South Africa has turned the tide on malaria, cutting mortality rates by 85 percent over the past 12 years, and hopes to soon eliminate the disease. Last year, only 70 people died from the mosquito-borne disease, compared with 460 deaths recorded in the year 2000, according to a report delivered at a Pan African malaria conference in Durban.
The number of people who caught malaria has come down to about one-tenth of the cases recorded that same year. Health Minister Aaron Motsoaledi said South Africa was well on its way to being a malaria-free country. Worldwide the disease kills an estimated 660 000 people each year, 90 percent of them in Africa with the majority being children.
Countries severely affected by malaria include Nigeria, the Democratic Republic of Congo, Tanzania and Mozambique. Authorities in South Africa believe the continent's wealthiest and most developed country is closer to eradicating malaria, but admit that there was no quick fix. They aim to rid the country of the disease by the year 2018.

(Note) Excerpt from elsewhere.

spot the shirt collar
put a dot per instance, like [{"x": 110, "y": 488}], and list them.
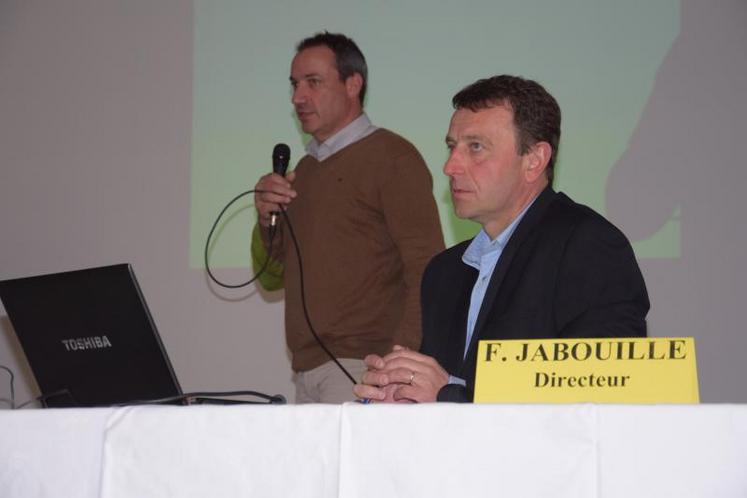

However, the fight to control infections has not been without controversies as the country relies on the highly contentious insecticide dichlorodiphenyltrichloroethane, otherwise known by its acronym as DDT, to kill the malaria-transmitting vectors. The chemical, which is sprayed inside houses, is linked to genital defects, infertility and cancer and is banned in many parts of the world.
After being halted in 1996, South Africa reintroduced it in 2000 as part of a plan to curb a major malaria outbreak. According to the report, the insecticide has been used cautiously in recent years, "with targeted spraying only in high risk areas". Its safety has always been questioned, with local authorities maintaining that it is less expensive but more effective amid a spike in insecticide-resistant vectors in recent years.

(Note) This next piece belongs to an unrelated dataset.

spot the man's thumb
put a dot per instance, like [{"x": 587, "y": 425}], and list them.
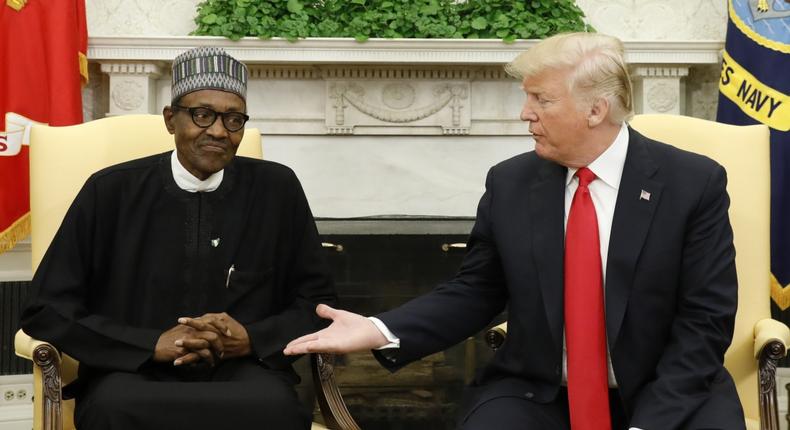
[{"x": 326, "y": 311}]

Those at the receiving end of DDT are normally impoverished households in the north-eastern Limpopo region, which borders Mozambique and the part of the south-eastern province of KwaZulu-Natal, where malaria is endemic. Prevention has seen cases drop to less than one per 1 000 people in affected districts, according to the report.
Motsoaledi said strategies needed to be well thought out, practical and systematically and robustly implemented. The University of Pretoria's professor Tiaan de Jager acknowledged the adverse genetic and hormonal risks linked with DDT, adding however that its efficacy cannot be discounted. He said a combination of factors like improved housing and sanitation and education around the disease should form part of the control strategies.